Reste un fil sociologique tendu d’un bout à l’autre. Le viager piégé, les EHPAD à 3 000 euros par mois, le Covid qui a “fait du nettoyage”, la Suisse à 10 000 euros par tête pour mourir proprement : Azouz Begag déploie une cartographie inquiète du grand âge en France, que peu de romans contemporains arpentent avec cette précision farceuse. La question de la fin de vie surgit ici par la petite porte du “Service Garanti à Mort”. Le rire désamorce ; les questions demeurent.
Et puis il y a la langue.
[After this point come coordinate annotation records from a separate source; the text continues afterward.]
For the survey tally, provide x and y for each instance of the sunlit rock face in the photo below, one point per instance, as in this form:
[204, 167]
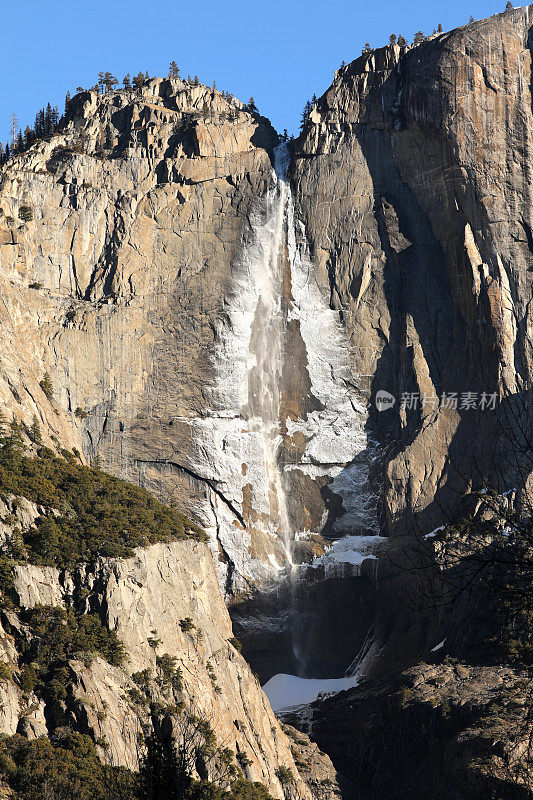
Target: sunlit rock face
[412, 179]
[162, 280]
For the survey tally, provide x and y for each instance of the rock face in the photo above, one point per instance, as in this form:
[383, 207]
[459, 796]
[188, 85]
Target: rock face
[145, 598]
[150, 266]
[436, 730]
[219, 332]
[413, 184]
[114, 282]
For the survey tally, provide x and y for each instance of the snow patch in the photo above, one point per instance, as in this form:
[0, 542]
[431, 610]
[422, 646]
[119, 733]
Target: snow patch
[350, 550]
[288, 691]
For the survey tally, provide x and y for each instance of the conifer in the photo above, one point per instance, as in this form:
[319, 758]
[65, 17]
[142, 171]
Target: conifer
[47, 386]
[35, 431]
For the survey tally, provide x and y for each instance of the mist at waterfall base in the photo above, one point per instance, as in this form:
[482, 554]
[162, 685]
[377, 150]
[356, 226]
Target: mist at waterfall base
[284, 375]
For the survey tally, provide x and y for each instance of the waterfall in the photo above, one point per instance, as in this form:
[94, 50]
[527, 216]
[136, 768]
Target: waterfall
[267, 347]
[286, 421]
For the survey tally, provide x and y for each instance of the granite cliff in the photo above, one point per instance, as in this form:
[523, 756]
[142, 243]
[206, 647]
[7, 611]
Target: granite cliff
[218, 312]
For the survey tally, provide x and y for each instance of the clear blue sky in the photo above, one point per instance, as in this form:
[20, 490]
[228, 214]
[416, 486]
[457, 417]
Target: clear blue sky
[279, 51]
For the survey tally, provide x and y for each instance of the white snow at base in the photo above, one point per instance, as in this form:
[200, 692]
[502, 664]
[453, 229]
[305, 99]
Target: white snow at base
[350, 550]
[287, 691]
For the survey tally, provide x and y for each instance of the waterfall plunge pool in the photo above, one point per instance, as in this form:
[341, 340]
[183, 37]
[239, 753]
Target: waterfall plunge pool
[288, 691]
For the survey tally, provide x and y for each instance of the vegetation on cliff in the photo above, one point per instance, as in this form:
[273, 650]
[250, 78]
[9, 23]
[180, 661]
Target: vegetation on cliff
[86, 512]
[67, 766]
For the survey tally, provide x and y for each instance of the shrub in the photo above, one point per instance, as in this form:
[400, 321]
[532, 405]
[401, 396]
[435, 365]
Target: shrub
[171, 676]
[100, 515]
[66, 766]
[46, 386]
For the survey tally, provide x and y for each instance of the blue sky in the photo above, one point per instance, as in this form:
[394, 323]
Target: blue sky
[279, 52]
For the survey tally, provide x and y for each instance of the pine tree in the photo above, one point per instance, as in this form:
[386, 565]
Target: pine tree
[15, 442]
[28, 137]
[305, 115]
[109, 81]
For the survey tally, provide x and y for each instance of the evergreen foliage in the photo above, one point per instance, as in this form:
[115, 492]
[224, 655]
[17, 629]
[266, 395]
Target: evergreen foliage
[65, 767]
[174, 70]
[99, 515]
[47, 386]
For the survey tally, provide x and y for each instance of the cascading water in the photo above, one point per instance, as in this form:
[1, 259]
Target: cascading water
[267, 347]
[286, 432]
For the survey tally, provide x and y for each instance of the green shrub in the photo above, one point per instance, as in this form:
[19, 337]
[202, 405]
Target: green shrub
[47, 386]
[57, 636]
[100, 515]
[65, 767]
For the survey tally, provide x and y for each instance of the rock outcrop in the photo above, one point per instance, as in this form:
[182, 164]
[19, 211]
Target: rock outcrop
[163, 602]
[451, 731]
[413, 187]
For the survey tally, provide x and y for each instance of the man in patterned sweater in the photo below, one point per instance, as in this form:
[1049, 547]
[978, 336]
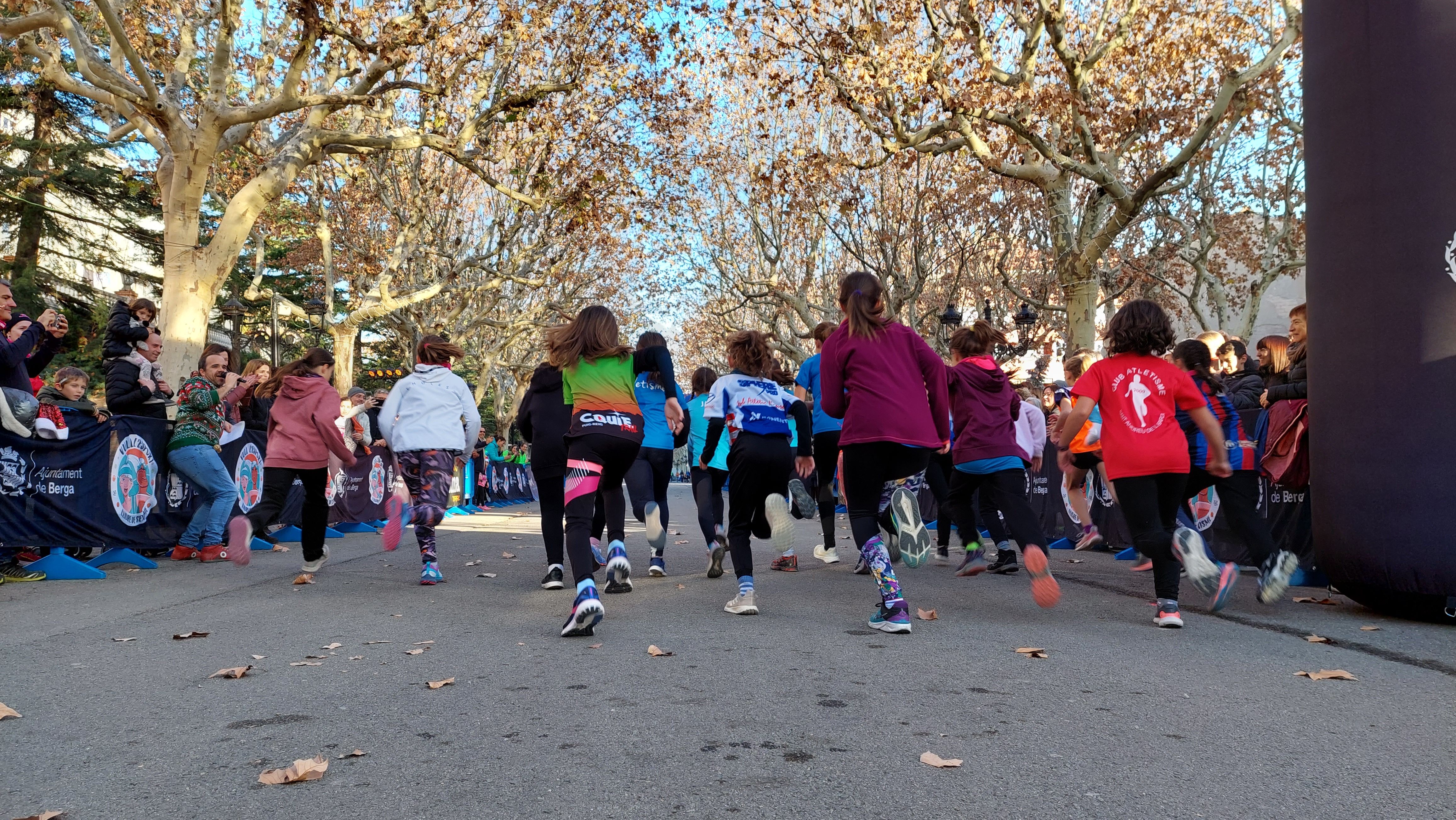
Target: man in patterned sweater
[194, 452]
Du slam de banlieue (“Wesh Polonais, maintenant ?”) aux phrases ciselées de Laure (“la lumière des petites choses donne chaque jour le goût de vivre : la musique, un livre, un printemps en avril, un papillon en mai”), Azouz Begag glisse d’un registre à l’autre avec l’aisance des écrivains plurilingues. Le jeu de mots travaille en sourdine : Belami devenu Belamri “avec un R”, “pépites et pépins” dans le poème d’enfance, le sigle SGAM qui dit tout en quatre lettres. Maupassant rôde, jusqu’à Robert de Niro dans Taxi Driver : strates qui dilatent le polar.
La silhouette du sicaire Huber plane jusqu’à la dernière ligne, sigle SGAM cousu sur le blouson : la menace est concrète, et le récit se referme sur une inquiétude active, sur la peur d’avoir à survivre. On croit ouvrir un polar, on referme une farce noire sur la vieillesse, la dette morale et le coût d’une parole. Voilà, depuis quarante ans, le tour de force d’Azouz Begag : maintenir cette légèreté de touche dans les sujets les plus rugueux.